7代目となる S15 シルビアは1999年1月に登場しました。S15 シルビアが登場した頃は、国産スポーツカー&スポーティカーに勢いがあった時代。98年以降、トヨタ・アルテッツァ、ホンダ・S2000、スバル・レガシィ(BE型)といったクルマが相次いで登場しており、そんな中においてS15 シルビアも大きな注目を集めました。

S15 シルビアで話題となったのがボディのダウンサイジングです。先代の S14 よりも全長は75mm、全幅は35mmそれぞれ短縮され、 S15 は 5ナンバーサイズとなりました。さらに S13、S14 の頃とはグレード構成も変更され、基本グレードはNA の「spec.S」、ターボの「spec.R」の2種類となっています。

画像: 「spec.R」に搭載された SR20DET は最高出力250ps/6400rpm、最大トルク28.0kgm/4800rpmを発生。

「spec.R」に搭載された SR20DET は最高出力250ps/6400rpm、最大トルク28.0kgm/4800rpmを発生。

エンジンは S13 の頃から使われている SR系に改良を加えたモノが採用されました。排気量は2L のみで、SR20DE型(NA)は 5速MT車で 165ps、4速AT車で 160ps、一方ターボの SR20DET型は 6速MT車が 250ps、4速AT車が 225psという最高出力でした。

さらにもうひとつ、S15 シルビアで印象的だったモデルが 2000年にデビューした電動メタルトップを備えた「ヴァリエッタ」です。実はこのクルマは、国産市販車初のオープン時に B&C ピラーが残らない電動メタルトップのフルオープンカーでした。ヴァリエッタにはターボは設定されず、NAのみでした。

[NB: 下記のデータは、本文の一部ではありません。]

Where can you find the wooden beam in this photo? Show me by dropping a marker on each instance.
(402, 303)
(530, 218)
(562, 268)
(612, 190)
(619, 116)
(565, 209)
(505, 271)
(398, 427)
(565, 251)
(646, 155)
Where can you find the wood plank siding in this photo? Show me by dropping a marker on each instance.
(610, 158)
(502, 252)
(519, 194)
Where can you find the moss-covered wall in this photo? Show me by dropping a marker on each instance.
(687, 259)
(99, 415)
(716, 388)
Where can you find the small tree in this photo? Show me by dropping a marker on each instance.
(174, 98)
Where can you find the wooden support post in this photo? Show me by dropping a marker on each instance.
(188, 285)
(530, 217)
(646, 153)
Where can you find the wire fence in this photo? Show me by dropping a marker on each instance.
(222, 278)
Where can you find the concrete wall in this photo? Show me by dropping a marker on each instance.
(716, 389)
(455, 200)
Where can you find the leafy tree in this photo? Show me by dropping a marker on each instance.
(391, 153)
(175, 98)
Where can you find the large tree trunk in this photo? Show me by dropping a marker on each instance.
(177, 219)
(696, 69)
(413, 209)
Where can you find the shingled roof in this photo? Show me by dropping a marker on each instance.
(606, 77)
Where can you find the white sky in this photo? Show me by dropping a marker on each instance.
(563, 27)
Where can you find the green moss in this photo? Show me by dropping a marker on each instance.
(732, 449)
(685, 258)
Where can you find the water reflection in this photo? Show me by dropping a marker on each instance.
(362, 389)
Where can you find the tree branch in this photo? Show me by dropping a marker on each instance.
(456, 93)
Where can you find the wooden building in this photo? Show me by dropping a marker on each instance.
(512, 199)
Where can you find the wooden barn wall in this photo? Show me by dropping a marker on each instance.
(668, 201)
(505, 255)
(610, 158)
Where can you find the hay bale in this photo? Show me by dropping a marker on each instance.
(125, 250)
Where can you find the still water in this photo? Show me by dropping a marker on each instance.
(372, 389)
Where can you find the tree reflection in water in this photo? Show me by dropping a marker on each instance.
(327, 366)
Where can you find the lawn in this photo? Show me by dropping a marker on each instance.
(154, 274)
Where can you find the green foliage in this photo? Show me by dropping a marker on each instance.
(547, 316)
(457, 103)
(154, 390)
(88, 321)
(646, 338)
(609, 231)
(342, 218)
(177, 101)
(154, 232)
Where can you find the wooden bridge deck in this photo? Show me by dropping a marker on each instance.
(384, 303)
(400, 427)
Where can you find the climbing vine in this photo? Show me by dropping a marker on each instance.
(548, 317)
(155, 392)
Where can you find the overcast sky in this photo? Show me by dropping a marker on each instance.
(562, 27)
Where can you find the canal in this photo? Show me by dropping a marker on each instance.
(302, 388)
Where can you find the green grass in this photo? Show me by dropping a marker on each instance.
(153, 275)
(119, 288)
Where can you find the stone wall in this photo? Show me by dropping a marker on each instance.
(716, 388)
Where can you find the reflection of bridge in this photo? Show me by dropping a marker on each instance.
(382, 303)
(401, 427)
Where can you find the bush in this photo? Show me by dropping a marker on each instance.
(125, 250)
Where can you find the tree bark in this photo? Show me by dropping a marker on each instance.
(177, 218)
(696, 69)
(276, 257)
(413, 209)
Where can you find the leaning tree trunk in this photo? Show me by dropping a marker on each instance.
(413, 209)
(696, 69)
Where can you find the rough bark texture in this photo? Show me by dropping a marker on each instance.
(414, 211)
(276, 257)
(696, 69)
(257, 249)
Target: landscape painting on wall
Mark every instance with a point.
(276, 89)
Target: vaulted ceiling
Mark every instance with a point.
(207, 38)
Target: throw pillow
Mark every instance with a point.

ボディは機動力の面で有利な 5ナンバーサイズ、FR、MTまたは ATを設定し、ターボ/NAの選択が可能と、ハードに走りたい人だけでなく、スペシャリティカーが欲しい人のニーズも満たすオープンモデルまで用意・・・、とラインアップはとても充実していました。しかし、この頃はスポーツワゴンやミニバンの人気が高まり、スポーツカーの人気は右肩下がりになりつつありました。販売は振るわず、日産が経営危機の最中にあったことなども影響し、デビューから約3年半後の 2002年8月に S15 シルビアは生産を終了しています。これと同時に 1965年から始まったシルビアの歴史にも幕が降ろされたのです。